Questo dato, elaborato da Rion su dati Seat/Pagine Gialle – insieme a quello secondo cui il nome di Matteotti è il primo in assoluto nella classifica relativa alle vittime di guerre e imprese patriottiche, di atti terroristici e azioni criminali – fa capire quanto il nome, la storia e le vicissitudini di questo personaggio fanno parte del patrimonio collettivo della nostra nazione

Del suo delitto hanno scritto poeti, scrittori e letterati, italiani e non.

In questa mia Itaca, in occasione di quest’anniversario, mi fa piacere riportare i versi con cui, alcune settimane dopo il delitto di Giacomo Matteotti, il poeta spagnolo Miguel de Unamuno, da Fuerteventura, isola subtropicale delle Canarie, dove questi viveva confinato, ha reso omaggio al leader antifascista:

«Sereno e solo, in riva all’Atlantico sonante, Unamuno saluta la grande ombra di Matteotti.
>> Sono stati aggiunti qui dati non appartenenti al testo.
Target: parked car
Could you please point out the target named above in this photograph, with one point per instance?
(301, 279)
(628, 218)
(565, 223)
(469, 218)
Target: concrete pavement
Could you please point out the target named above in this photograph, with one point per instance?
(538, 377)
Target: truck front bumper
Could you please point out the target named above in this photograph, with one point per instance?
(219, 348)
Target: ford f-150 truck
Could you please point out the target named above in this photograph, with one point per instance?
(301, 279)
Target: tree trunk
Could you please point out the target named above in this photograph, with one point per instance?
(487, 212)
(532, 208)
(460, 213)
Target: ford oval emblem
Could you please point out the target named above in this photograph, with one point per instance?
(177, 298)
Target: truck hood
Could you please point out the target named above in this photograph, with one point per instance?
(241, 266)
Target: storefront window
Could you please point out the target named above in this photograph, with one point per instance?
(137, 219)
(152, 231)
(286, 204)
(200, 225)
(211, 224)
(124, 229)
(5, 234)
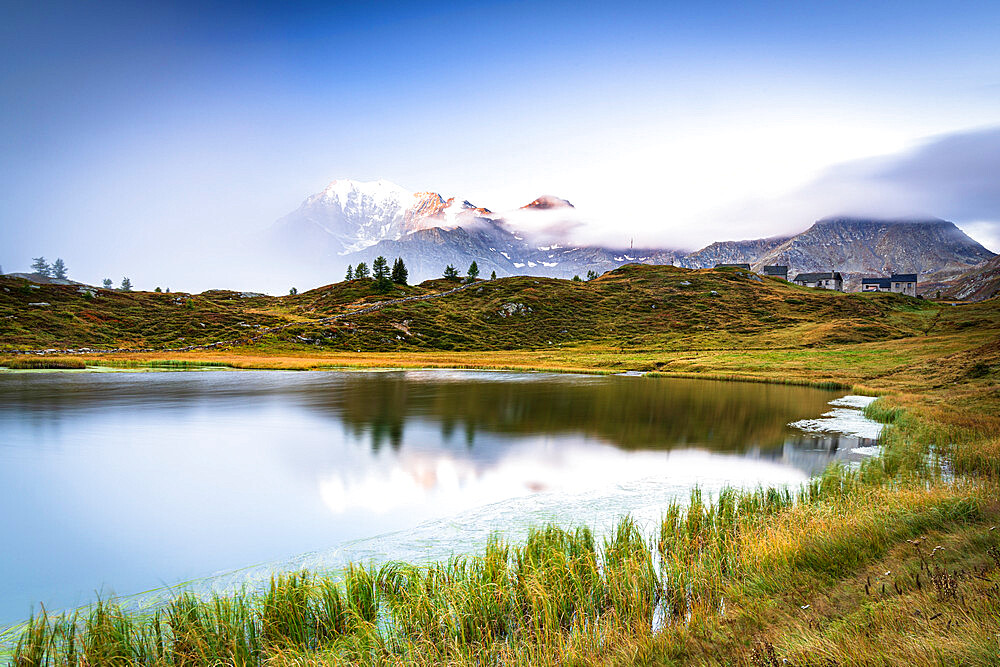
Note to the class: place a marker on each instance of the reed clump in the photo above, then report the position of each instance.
(40, 363)
(561, 595)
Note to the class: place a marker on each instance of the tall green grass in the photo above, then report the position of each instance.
(559, 588)
(38, 363)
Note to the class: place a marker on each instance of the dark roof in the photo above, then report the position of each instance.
(816, 277)
(881, 282)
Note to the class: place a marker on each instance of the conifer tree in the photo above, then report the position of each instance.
(380, 271)
(399, 272)
(40, 266)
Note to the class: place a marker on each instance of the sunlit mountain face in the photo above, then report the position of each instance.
(352, 221)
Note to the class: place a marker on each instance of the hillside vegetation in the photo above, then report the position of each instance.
(897, 562)
(633, 307)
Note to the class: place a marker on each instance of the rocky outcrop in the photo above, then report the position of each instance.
(935, 249)
(982, 282)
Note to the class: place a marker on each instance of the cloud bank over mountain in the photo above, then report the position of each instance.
(952, 176)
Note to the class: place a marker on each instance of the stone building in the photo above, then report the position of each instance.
(824, 280)
(901, 283)
(777, 271)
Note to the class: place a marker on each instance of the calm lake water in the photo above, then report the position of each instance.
(127, 482)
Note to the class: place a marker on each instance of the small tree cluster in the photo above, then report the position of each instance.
(56, 270)
(380, 272)
(399, 273)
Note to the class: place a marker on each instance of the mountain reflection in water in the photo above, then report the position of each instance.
(121, 481)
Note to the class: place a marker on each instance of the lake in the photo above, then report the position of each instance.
(131, 482)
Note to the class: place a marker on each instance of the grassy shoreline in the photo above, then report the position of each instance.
(834, 578)
(898, 562)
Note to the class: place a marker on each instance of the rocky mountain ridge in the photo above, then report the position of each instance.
(350, 222)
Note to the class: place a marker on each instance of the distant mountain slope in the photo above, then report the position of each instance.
(731, 252)
(980, 283)
(935, 249)
(350, 222)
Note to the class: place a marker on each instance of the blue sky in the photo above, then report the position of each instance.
(681, 123)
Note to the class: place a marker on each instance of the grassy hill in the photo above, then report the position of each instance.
(896, 562)
(633, 307)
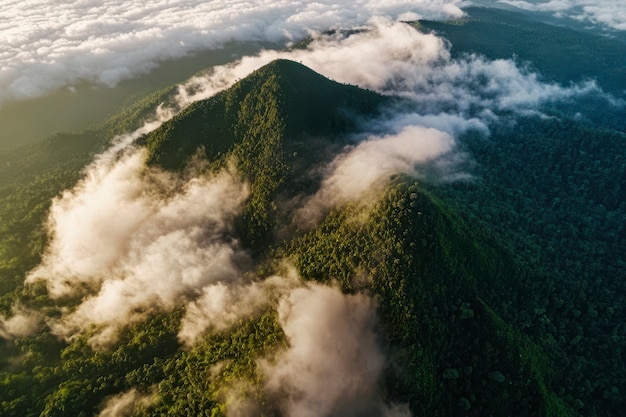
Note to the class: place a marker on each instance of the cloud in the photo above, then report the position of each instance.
(152, 240)
(48, 45)
(125, 404)
(610, 13)
(222, 305)
(372, 162)
(22, 323)
(130, 239)
(334, 361)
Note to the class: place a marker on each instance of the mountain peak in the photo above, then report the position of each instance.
(288, 95)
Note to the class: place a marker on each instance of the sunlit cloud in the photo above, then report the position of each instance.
(49, 44)
(611, 13)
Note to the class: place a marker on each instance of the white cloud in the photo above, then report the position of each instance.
(125, 404)
(222, 305)
(371, 163)
(334, 360)
(23, 322)
(611, 13)
(48, 44)
(130, 240)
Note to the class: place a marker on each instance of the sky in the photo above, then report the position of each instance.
(154, 241)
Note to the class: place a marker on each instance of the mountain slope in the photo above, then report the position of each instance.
(434, 279)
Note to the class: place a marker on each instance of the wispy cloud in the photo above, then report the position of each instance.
(49, 44)
(334, 361)
(130, 240)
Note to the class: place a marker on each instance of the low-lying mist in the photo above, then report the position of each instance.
(130, 240)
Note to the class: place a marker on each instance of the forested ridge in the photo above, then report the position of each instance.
(493, 295)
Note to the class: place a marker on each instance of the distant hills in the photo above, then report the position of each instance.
(456, 299)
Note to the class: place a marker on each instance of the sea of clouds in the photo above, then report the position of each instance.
(129, 240)
(47, 44)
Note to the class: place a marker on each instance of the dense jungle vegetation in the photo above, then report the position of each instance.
(501, 295)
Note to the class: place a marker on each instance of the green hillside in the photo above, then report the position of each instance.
(453, 296)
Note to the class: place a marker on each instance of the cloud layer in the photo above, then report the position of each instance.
(130, 240)
(334, 361)
(611, 13)
(49, 44)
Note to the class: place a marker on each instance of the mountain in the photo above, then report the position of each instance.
(450, 295)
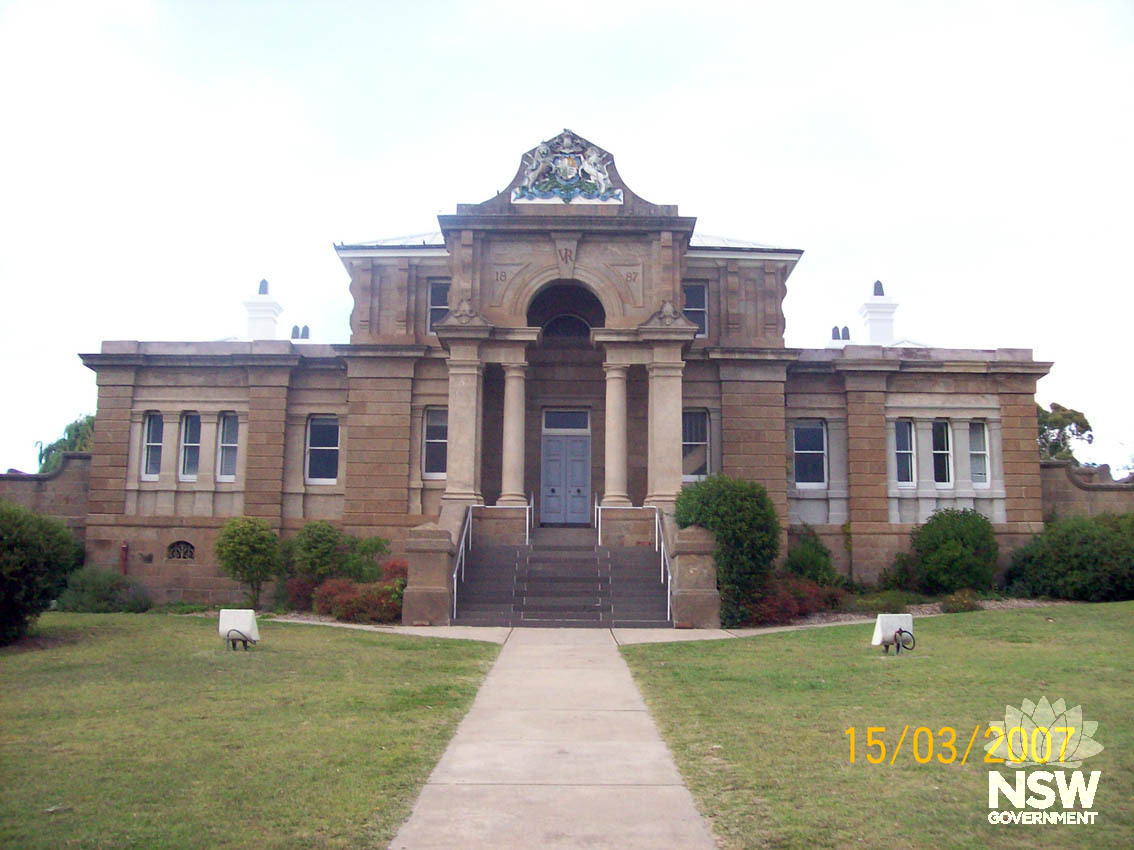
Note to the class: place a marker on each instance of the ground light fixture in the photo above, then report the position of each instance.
(238, 626)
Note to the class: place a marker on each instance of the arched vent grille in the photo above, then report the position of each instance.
(180, 551)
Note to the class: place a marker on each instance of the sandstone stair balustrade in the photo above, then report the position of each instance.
(563, 579)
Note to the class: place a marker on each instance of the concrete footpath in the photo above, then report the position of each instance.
(558, 750)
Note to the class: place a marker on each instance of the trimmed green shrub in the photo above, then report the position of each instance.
(899, 575)
(963, 600)
(36, 554)
(321, 551)
(955, 549)
(810, 559)
(1090, 559)
(95, 591)
(741, 517)
(248, 550)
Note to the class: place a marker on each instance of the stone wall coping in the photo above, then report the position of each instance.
(1077, 478)
(68, 458)
(879, 358)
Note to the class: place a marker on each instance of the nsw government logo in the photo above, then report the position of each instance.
(1041, 747)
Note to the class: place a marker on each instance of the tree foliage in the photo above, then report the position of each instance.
(77, 436)
(743, 519)
(36, 554)
(1060, 428)
(248, 550)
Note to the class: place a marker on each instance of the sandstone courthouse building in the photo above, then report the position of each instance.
(561, 345)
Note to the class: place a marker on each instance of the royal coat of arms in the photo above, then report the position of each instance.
(566, 169)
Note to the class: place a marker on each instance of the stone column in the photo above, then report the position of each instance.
(615, 483)
(663, 478)
(463, 467)
(512, 455)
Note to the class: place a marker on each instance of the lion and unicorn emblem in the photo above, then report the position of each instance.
(569, 170)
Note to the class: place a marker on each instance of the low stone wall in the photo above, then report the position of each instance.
(627, 527)
(61, 493)
(1083, 492)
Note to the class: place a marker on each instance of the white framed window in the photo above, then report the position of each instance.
(438, 302)
(979, 453)
(152, 428)
(434, 442)
(942, 453)
(810, 451)
(695, 464)
(322, 462)
(191, 447)
(905, 456)
(696, 306)
(228, 428)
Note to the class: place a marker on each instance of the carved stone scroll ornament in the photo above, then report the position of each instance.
(465, 312)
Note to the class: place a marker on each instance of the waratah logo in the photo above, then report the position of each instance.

O mio fratello! Insieme ci ergemmo contro l’ignominia. Tu irrorasti del tuo nobil sangue l’inaridito cuore del popol tuo: e da quel cuore, dal tuo sangue, adesso fioriscono i virgulti imperituri. Tu sei l’Italia, o mio grande fratello… No, tu sei molto di più: sei la protesta dell’anima del mondo. Ave, fratello! La madre del tribuno spento oscenamente v’impone di rendere – poiché nessuno le renderà più mai il cuore del suo cuore –, o trogloditi, la dignità, la libertà, l’onore.»

Dignità, libertà e onore, appunto. Materie delicate per tempi alquanto bui.